Die staatliche Zensur des Internets wird in China immer strenger. Ausländische Firmen kostet das viel Geld – sie überdenken nun ihre Investitionen

Shanghai – Bei der Europäschen Handelskammer in Peking fühlten sich die Mitarbeiter kürzlich in die Steinzeit der Bürokommunikation versetzt. Sie mussten eine Umfrage unter den Kammermitgliedern teilweise per Fax verschicken, weil der Versand der Fragebögen per E-Mail nicht einwandfrei funktionierte. Sehr ungewöhnlich in Zeiten, in denen Fernsehsender Live-Interviews via Internet führen oder digitale Datenübertragungen mehrerer Gigabyte Grösse nur wenige Minuten benötigen. In China ist das aber mittlerweile normal: E-Mail-Dienste, VPN-Tunnel für private Netzwerke oder verlässliche Breitbandverbindungen werden zunehmend von der Zensurbehörde behindert oder blockiert. Der staatliche Eingriff nimmt solche drastischen Ausmasse an, dass ausländische Firmen nachhaltige Schäden für ihre Geschäftsentwicklung in der Volksrepublik fürchten.

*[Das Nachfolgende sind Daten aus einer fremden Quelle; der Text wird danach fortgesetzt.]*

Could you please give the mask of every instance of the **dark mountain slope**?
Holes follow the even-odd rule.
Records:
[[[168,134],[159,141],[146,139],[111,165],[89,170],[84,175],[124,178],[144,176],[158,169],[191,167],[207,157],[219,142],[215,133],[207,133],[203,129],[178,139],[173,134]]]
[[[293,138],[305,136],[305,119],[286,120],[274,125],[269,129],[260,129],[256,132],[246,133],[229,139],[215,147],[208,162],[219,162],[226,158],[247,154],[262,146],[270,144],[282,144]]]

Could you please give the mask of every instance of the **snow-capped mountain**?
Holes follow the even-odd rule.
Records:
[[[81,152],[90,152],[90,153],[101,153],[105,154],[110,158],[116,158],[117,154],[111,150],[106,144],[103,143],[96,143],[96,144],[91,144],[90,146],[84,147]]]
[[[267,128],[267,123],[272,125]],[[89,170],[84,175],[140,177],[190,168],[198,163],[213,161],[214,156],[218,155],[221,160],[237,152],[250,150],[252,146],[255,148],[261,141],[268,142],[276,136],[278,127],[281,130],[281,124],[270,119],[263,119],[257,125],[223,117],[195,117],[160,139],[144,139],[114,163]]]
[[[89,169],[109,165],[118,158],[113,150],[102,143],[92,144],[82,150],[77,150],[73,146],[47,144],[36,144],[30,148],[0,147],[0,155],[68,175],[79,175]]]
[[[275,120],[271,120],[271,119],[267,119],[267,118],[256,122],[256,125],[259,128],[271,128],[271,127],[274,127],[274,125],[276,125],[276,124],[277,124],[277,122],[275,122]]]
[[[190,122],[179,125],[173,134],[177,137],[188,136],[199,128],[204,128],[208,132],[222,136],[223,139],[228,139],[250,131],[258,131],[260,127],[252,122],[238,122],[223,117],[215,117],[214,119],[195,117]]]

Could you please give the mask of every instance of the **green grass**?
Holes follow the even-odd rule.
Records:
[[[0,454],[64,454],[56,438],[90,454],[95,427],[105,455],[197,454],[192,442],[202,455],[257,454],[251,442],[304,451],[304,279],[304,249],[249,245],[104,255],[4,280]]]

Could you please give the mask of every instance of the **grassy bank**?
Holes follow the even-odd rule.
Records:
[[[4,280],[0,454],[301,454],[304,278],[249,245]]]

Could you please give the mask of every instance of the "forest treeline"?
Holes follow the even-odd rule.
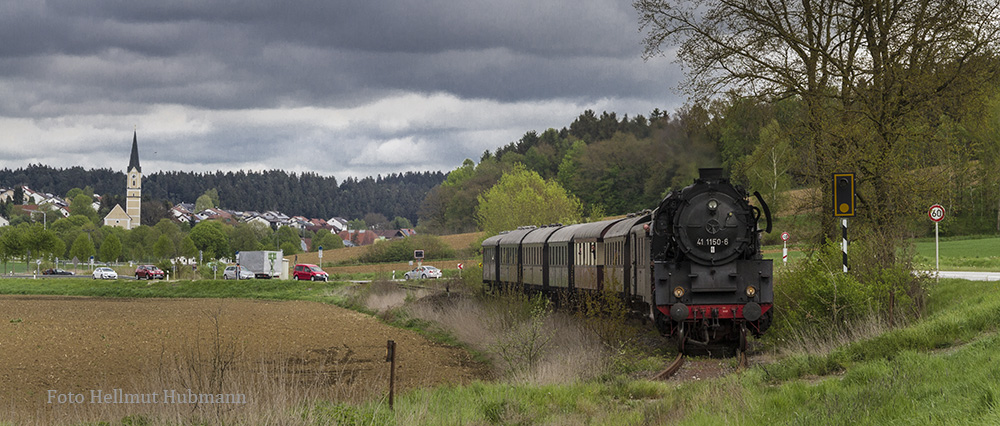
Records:
[[[329,219],[362,218],[368,213],[417,219],[427,192],[444,180],[442,172],[406,172],[337,183],[332,176],[281,170],[238,172],[156,172],[143,177],[142,197],[152,204],[194,203],[206,191],[218,191],[220,207],[232,210],[276,210],[289,215]],[[0,185],[27,185],[41,192],[64,195],[87,185],[98,195],[124,199],[125,174],[111,169],[67,169],[44,165],[0,170]],[[145,215],[144,215],[145,216]],[[143,218],[146,223],[146,218]],[[155,224],[159,218],[149,222]]]
[[[926,200],[913,204],[917,208],[930,202],[944,204],[953,219],[946,225],[953,235],[1000,231],[996,169],[1000,96],[984,96],[976,105],[940,114],[933,123],[913,123],[931,133],[929,137],[907,140],[895,148],[900,167],[912,171],[910,196]],[[807,105],[799,99],[767,103],[736,96],[673,114],[654,110],[648,118],[588,110],[568,127],[540,134],[528,131],[517,141],[487,151],[478,164],[466,160],[430,191],[420,208],[419,229],[434,233],[480,229],[475,214],[480,195],[515,164],[558,182],[581,201],[591,218],[655,208],[670,190],[690,185],[702,167],[723,167],[736,183],[759,191],[777,215],[826,212],[829,200],[822,191],[791,203],[788,190],[829,183],[822,176],[816,178],[821,175],[817,157],[861,161],[867,153],[817,152],[802,136],[806,114]],[[854,169],[845,166],[844,171]],[[872,176],[859,174],[858,179],[869,185]],[[866,202],[901,201],[861,197],[861,208],[871,207]],[[897,221],[906,232],[921,235],[933,229],[921,220],[921,211],[907,213]],[[822,230],[811,229],[817,235],[803,239],[820,238]]]

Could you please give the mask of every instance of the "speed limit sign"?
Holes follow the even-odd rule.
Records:
[[[941,219],[944,219],[944,207],[942,207],[940,204],[935,204],[931,206],[931,209],[927,211],[927,216],[929,216],[931,220],[935,222],[940,222]]]

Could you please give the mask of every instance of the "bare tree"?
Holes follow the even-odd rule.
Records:
[[[823,188],[856,171],[859,219],[895,261],[919,203],[916,153],[942,116],[967,112],[997,75],[995,0],[636,0],[645,55],[676,48],[695,98],[724,91],[805,106],[799,173]],[[833,218],[822,213],[827,237]]]

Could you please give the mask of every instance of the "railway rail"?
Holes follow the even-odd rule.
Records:
[[[653,376],[653,380],[669,379],[674,374],[677,374],[677,371],[681,369],[682,365],[684,365],[684,354],[677,354],[677,358],[674,359],[674,362],[670,363],[670,365],[663,369],[663,371],[656,373],[656,375]]]

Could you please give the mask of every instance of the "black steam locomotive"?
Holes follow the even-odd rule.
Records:
[[[771,324],[772,265],[760,251],[767,205],[701,169],[656,210],[576,225],[523,227],[483,241],[483,282],[546,293],[614,291],[687,344],[746,349]],[[758,223],[767,221],[765,229]]]

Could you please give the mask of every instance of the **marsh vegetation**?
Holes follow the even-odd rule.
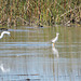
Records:
[[[0,26],[81,25],[81,0],[0,0]]]

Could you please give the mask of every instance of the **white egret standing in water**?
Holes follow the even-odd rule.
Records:
[[[10,31],[2,31],[1,36],[0,36],[0,39],[3,37],[3,35],[9,35],[10,36]]]
[[[56,32],[56,37],[54,38],[54,39],[52,39],[52,43],[53,43],[53,48],[54,48],[54,44],[55,44],[55,42],[58,40],[58,32]]]

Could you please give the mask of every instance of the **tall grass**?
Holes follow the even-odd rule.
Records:
[[[80,0],[0,0],[0,26],[80,23]]]

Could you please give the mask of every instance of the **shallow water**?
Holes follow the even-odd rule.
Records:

„90 Prozent unserer Mitglieder sind über das Internet sehr unglücklich. Viele Firmen sagen uns, dass die Zustände Auswirkungen auf ihr Investitionsverhalten haben werden“, sagt Kammerpräsident Jörg Wuttke der Süddeutschen Zeitung. An diesem Donnerstag veröffentlicht die Europäische Handelskammer in Peking die Ergebnisse einer entsprechenden Umfrage.

Die Bewegungsfreiheit im Internet besonders über die Landesgrenzen hinaus hat sich seit der Amtsübernahme von Staatspräsident Xi Jinping vor zwei Jahren deutlich verringert. Servicedienste des US-Konzerns Google von E-Mail bis Suchmaschine sind nahezu komplett abgeschottet. Kürzlich schob die Regierung auch der Verwendung von Virtual Private Networks (VPN) einen Riegel vor. Die Technologie hilft dabei, in China gesperrte Internetangebote trotzdem zugänglich zu machen. Das gilt für soziale Netwerke wie Xing oder Facebook, Videodienste wie Youtube oder Fotosharing-Plattformen wie Flickr, aber auch für englischsprachige Wikipedia-Seiten zu sensiblen Themen der chinesischen Geschichte und Publikationsdienste wie WordPress.

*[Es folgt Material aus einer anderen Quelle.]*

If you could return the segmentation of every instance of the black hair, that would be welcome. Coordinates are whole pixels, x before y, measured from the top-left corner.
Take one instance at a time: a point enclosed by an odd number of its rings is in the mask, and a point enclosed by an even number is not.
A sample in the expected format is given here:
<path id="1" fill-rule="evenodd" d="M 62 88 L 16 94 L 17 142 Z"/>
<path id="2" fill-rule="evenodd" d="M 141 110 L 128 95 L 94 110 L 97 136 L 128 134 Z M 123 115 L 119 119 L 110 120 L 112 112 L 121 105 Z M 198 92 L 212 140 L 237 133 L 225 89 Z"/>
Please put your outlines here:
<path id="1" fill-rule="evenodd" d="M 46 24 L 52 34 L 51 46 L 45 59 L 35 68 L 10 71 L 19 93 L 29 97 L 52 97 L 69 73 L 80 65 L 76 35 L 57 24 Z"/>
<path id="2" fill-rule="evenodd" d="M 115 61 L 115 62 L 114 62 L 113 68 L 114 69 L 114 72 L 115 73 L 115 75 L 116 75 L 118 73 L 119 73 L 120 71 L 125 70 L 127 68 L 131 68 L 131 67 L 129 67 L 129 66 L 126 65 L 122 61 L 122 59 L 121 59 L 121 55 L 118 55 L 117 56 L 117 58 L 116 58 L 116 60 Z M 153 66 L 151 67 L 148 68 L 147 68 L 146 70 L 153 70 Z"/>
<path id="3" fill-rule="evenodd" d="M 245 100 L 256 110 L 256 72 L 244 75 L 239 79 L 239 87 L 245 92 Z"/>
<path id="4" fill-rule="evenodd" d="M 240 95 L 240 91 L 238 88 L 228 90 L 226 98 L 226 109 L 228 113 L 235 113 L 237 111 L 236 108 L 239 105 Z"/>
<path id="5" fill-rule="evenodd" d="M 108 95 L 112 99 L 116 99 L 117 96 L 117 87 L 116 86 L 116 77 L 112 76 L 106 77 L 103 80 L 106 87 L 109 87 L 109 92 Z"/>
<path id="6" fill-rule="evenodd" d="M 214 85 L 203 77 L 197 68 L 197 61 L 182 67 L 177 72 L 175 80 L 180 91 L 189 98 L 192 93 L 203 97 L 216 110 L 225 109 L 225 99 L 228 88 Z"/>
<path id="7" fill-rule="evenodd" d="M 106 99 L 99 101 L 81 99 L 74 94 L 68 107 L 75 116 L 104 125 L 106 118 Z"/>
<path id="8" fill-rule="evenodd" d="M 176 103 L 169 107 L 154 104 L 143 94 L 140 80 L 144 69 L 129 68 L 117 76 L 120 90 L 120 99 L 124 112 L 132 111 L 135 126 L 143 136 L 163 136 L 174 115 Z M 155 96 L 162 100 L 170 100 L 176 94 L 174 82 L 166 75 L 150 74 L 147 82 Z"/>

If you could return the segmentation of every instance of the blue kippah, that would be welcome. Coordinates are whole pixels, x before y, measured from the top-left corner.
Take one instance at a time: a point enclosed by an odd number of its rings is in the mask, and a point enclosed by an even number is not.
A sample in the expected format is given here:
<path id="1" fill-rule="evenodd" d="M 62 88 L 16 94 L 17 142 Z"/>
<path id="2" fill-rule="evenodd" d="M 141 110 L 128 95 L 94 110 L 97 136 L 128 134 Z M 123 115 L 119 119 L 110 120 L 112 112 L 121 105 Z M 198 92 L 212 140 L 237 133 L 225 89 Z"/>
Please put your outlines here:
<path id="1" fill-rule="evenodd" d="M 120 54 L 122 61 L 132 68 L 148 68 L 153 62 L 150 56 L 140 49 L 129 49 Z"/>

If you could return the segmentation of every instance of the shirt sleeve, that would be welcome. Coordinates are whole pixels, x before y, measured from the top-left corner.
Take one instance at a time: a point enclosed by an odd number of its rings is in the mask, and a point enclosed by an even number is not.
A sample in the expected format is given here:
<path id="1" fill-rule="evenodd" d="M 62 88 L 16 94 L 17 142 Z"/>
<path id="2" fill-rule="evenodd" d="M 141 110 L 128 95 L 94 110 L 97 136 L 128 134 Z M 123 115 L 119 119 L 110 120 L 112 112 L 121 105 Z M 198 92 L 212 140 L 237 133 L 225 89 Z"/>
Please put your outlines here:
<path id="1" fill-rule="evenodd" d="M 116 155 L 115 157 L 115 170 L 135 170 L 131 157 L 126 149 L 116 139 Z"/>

Der Grossteil der etwa 650 Millionen chinesischen Internetbenutzer ist zwar von der Verbannung zahlreicher VPN-Angebote oder Internetseiten nicht betroffen, weil er kein Englisch spricht oder keinen Bezug zum Ausland hat. All diejenigen aber, die einen Draht in die Welt für ihre Geschäfte, ihre Forschung oder ihre Inspiration jenseits der eigenen Kultur benötigen, laufen potenziell Gefahr, von der Zensur blockiert zu werden. „Ich fürchte, dass sich das Internet in China in ein Intranet verwandelt“, sagt Wuttke. Er mein damit ein abgeschlossenes System an Informationen und Diensten, die allesamt von der Zensurbehörde autorisiert worden sind.

Der Chef der amerikanischen Handelskammer, Amcham in Peking, James Zimmermann, glaubt, dass die Chinesen selbst einen Teil der Konsequenzen für die Verschärfung tragen werden. „Ein bedauerliches Ergebnis der exzessiven Kontrolle über E-Mail- und Internetverkehr ist die Abkühlung der seriösen Gewerbetätigkeiten, und das kann nicht im besten Interesse der Chinesen liegen“, sagte er der New York Times. Viele Firmen klagen intern, dass sie die staatliche Beeinträchtigung ihrer Arbeitsabläufe viel Geld kostet.

Schnelle Informationssuche ist häufig nicht mehr möglich. Zu grosse Datenpaktete können mit ausländischen Providern nicht einmal innerhalb Chinas per E-Mail verschickt werden. Stattdessen teilen die Absender die Dateien auf. Firmen haben auch wieder damit begonnen, USB-Sticks oder Festplatten per Kurier durch das Land zu schicken.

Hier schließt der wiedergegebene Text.